James Boyle is a Scottish former gangster and convicted murderer who became a sculptor and novelist after his release from prison.
In 1967, Boyle was sentenced to life imprisonment for the murder of another gangland figure, William "Babs" Rooney. He served fourteen years before his release in 1980. Boyle has always denied killing Rooney but has acknowledged having been a violent and sometimes ruthless moneylender from the Gorbals, one of the roughest and most deprived areas of Glasgow. During his incarceration in the special unit of Barlinnie Prison, he turned to art and wrote an autobiography, A Sense of Freedom (1977), which was later turned into a film of the same name.
Boyle has published Pain of Confinement: Prison Diaries (1984), and a novel, Hero of the Underworld (1999). The latter was adapted for a French film, La Rage et le Rêve des Condamnés (The Anger and Dreams of the Condemned), and won the best documentary prize at the Fifa Montreal awards in 2002. He also wrote a novel, A Stolen Smile, which is about the theft of the Mona Lisa and how it ends up hidden on a Scottish housing scheme.
If you are considering to read this book, I have one recommendation: please skip this book. Better to NOT read this book! But why then?
Okay, the introduction was still okay. I wasn’t aware that this book was the second book in line with another book of the author. I hadn’t read his first book, so the introduction was for me relevant since it contained some context on what happened in his first book. This part was also written in a style that a normal book would have.
After the introduction ended, sh*t hit the fan. All of a sudden the book changed to a format whereby it was a one-on-one copy of his diary writings. The text was split in parts that first gave a date of entry in his diary, followed by the writings of that day.
The diary entries consisted of a lot of complaining by the author.
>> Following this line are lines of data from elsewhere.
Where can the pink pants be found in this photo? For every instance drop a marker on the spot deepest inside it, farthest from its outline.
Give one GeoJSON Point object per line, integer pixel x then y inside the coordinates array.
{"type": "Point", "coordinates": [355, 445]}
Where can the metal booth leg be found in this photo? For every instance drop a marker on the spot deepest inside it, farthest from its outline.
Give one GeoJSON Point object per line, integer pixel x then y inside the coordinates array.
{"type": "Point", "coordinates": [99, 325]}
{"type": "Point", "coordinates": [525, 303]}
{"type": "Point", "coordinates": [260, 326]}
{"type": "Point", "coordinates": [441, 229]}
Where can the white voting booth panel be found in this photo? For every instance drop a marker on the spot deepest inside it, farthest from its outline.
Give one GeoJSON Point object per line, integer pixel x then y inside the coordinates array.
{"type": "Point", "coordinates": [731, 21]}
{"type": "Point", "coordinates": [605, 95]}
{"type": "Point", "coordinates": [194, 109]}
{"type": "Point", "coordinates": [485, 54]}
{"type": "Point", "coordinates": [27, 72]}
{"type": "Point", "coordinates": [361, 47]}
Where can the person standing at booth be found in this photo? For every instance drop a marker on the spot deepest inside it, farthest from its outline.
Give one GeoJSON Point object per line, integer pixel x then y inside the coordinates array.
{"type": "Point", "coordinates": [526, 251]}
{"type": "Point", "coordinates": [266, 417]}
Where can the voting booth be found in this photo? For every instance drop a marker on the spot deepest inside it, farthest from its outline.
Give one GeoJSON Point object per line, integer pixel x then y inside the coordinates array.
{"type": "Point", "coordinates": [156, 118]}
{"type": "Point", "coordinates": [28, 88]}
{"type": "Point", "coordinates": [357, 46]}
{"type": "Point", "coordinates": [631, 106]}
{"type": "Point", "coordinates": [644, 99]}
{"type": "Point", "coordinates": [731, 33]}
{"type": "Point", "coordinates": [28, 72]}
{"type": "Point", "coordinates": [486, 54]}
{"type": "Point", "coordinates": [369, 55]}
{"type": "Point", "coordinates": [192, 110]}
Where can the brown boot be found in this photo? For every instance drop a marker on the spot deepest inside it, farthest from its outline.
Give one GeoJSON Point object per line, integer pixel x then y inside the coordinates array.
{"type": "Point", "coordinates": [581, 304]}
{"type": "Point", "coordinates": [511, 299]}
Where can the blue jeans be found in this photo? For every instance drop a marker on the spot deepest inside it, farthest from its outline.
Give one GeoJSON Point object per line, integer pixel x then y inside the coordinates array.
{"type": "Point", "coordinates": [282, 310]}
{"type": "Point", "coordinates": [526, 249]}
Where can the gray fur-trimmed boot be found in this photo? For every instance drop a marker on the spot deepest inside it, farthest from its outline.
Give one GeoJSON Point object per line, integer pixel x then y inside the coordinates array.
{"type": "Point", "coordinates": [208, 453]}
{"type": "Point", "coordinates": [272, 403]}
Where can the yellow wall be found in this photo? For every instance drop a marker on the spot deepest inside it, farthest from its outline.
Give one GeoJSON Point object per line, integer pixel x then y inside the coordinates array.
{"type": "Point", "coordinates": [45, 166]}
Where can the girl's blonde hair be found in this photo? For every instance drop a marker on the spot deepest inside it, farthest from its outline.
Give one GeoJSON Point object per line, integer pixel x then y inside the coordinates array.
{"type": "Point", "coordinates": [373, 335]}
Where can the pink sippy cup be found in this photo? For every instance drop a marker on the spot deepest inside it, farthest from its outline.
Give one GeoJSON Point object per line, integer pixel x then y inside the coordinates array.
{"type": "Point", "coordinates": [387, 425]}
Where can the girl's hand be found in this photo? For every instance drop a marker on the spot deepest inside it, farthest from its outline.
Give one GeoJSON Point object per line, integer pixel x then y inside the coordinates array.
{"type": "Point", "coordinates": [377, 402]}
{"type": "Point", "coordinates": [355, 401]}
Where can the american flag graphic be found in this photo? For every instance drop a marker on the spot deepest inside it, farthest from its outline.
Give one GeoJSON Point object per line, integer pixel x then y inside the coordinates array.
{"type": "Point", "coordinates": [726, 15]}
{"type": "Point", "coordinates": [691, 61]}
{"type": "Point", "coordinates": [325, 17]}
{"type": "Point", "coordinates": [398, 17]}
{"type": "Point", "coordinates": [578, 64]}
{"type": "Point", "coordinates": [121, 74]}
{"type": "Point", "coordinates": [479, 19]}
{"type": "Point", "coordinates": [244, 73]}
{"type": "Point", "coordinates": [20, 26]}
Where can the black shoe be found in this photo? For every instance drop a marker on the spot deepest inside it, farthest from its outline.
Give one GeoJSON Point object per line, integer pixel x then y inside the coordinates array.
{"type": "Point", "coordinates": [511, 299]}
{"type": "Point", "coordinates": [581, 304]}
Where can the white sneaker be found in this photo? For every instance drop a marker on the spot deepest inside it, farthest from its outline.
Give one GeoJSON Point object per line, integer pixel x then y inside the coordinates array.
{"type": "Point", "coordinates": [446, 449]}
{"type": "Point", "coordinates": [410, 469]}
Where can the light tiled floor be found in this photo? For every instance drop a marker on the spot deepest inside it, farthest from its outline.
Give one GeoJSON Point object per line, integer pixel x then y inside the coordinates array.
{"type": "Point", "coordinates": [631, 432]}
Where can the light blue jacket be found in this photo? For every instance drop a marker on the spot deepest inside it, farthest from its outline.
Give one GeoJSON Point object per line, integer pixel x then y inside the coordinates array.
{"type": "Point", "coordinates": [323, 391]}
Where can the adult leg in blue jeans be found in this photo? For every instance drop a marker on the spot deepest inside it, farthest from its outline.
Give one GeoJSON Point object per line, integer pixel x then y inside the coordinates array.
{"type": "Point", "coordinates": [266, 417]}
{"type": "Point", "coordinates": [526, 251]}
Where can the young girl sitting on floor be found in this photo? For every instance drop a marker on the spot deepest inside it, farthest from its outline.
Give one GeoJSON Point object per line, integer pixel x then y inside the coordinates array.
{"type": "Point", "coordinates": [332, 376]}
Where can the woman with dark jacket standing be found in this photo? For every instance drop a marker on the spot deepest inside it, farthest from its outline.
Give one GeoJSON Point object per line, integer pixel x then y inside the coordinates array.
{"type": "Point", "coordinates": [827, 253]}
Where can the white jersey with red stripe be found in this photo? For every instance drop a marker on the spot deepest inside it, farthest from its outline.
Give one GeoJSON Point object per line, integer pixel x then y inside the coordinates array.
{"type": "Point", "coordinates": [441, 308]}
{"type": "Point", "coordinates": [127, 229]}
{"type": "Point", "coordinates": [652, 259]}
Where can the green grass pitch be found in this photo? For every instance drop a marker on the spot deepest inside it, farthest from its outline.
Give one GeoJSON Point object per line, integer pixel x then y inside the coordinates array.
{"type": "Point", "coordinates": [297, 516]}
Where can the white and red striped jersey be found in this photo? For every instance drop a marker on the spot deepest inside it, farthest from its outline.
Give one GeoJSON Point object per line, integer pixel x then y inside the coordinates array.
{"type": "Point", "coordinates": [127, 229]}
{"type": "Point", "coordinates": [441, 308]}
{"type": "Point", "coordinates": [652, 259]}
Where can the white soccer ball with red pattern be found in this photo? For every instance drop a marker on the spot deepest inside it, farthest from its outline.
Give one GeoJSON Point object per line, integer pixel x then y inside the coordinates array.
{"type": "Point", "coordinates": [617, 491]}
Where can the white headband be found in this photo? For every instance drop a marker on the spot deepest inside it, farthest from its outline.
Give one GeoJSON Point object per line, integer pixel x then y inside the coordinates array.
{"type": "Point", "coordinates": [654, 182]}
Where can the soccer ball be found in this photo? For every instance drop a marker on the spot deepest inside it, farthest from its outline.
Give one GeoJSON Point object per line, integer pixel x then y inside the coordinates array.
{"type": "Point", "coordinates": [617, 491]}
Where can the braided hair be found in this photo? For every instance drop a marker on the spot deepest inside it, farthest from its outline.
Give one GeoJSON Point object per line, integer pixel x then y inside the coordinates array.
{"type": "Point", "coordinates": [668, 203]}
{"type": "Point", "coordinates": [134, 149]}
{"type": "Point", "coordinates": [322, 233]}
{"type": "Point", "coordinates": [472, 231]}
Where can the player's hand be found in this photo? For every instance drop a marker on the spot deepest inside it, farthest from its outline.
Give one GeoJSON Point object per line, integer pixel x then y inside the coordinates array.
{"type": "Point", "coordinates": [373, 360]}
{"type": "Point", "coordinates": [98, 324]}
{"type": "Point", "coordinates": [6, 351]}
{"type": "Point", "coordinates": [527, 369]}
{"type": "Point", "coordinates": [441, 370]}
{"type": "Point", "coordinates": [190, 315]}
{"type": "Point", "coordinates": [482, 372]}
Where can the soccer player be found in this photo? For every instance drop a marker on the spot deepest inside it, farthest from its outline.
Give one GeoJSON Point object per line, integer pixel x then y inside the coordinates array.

The author was part of some special program, that allowed the inmates to have many many liberties. This included “visiting hours” that allowed their friends and family to visit complete days, to get access to activities like sculpturing etc. All paid for by the prison. The author was even allowed to go outside the prison to attend art shows. The programme called the unit”, allowed only a few prisoners to attend and was discriminatory versus orher regular inmates that did not get these priviliges. I mean... the “unit” had a kitchen to which the inmates had access. I.e. the author, as a murderer, had access to knives in prison?!
The author seemed to have done everything to protect all his priviliges. He snitched / grassed on other inmates, wrote letters to newspapers behind the back of the prison authorities, Even putting pressure on and complaining to the minister of government were part of his doings.
I really could not find sympathy for the complaints of the auhtor. As a convicted murdered, I don’t even understand why he deserved so many priviliges in prison? It almost was as if this program was introduced to pamper just the author. I mean... why would only this prisoner be allowed to do daily sculpting whilst others dont. He even complained when the governer wanted to remove the sculptures from his cell and the prison corridors.
I decided to read it fully in the hope things would get better. But no. Constant complaining on why he thinks he deserves all the liberties that other prisoners didn’t get. It was just irritating. And all this in this diary style that was regularly difficult to read.
I gave the book two stars, but it is actually between one and two stars.
Note: I am trying to read many prison books and as such ordered his first book. This in hope it is not written in this diary style. It should discuss his story before all the pampering would begin. The part in which he would have an aggressive stance to prison authorities.
But let me be clear, THIS book is NOT worth the read.